Step 5: Validate Connectivity #
From a VM in the VNet:
nslookup storageaccount.blob.core.windows.net
You should see a private IP — something in your subnet’s range. If a public address comes back, your DNS configuration needs work.
Best Practices #
- Dedicated subnets for Private Endpoints. It simplifies NSG management and makes your network topology easier to reason about during audits or incident response.
- Always configure and link Private DNS Zones. This isn’t optional. Without them, the Private Endpoint exists but doesn’t actually get used.
- Disable public access on the PaaS resource once you’ve confirmed the private path works. Leaving both doors open defeats the purpose.
- Layer your defenses. NSGs on the Private Endpoint subnet, Azure Firewall for inspection if needed, Azure Policy to enforce that new resources always get Private Endpoints. No single control is enough on its own.
Troubleshooting #
DNS resolving to public IPs: #
Start with the basics. Is the Private DNS Zone linked to the VNet where the client lives? Does the zone actually contain an A record for the resource? If the client uses a custom DNS server, is that server forwarding privatelink.* queries to 168.63.129.16? Nine times out of ten, one of these three things is the answer.
Connection timeouts: #
Check the Private Endpoint’s connection state in the portal. If it says “Pending,” someone needs to approve it — this happens when the target resource is in a different subscription or the owner configured manual approval.
Also verify the PaaS resource’s own firewall settings. Some services have a resource-level firewall that can block traffic even when it arrives through a Private Endpoint, especially if “deny all” rules are in place without an exception for the VNet.
NSG traffic drops: #
This one has a gotcha. NSGs on Private Endpoint subnets only take effect if PrivateEndpointNetworkPolicies are enabled on the subnet — and that setting is off by default. Enable it first, then check your rules. Make sure outbound from the client and inbound on the required ports (443, 1433, etc.) aren’t being caught by deny rules.
Summary #
Azure Private Endpoint is how you bring PaaS services inside your network perimeter. Private IP, no public exposure, traffic that never leaves the Microsoft backbone. The security model is strong — but only if DNS is configured correctly. That’s the piece that makes or breaks every deployment.

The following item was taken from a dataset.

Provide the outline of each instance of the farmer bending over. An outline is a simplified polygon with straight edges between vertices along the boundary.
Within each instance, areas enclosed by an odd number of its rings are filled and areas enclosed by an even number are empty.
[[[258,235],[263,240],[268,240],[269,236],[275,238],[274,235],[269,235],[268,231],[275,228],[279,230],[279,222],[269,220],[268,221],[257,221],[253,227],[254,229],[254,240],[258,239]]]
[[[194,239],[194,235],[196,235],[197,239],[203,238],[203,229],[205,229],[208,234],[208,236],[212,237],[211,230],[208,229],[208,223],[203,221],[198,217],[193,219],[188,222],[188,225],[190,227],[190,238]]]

If you’re studying for the AZ-104, spend your time on DNS troubleshooting and portal-based configuration. Know how to validate that nslookup returns a private IP, and know what to check when it doesn’t.
For the AZ-305, zoom out. Understand when Private Endpoints are the right architectural choice versus Service Endpoints, how to enforce private-only access through policy, and how to design DNS governance for hub-spoke environments at scale. The exam rewards candidates who can reason through trade-offs, not just recite features.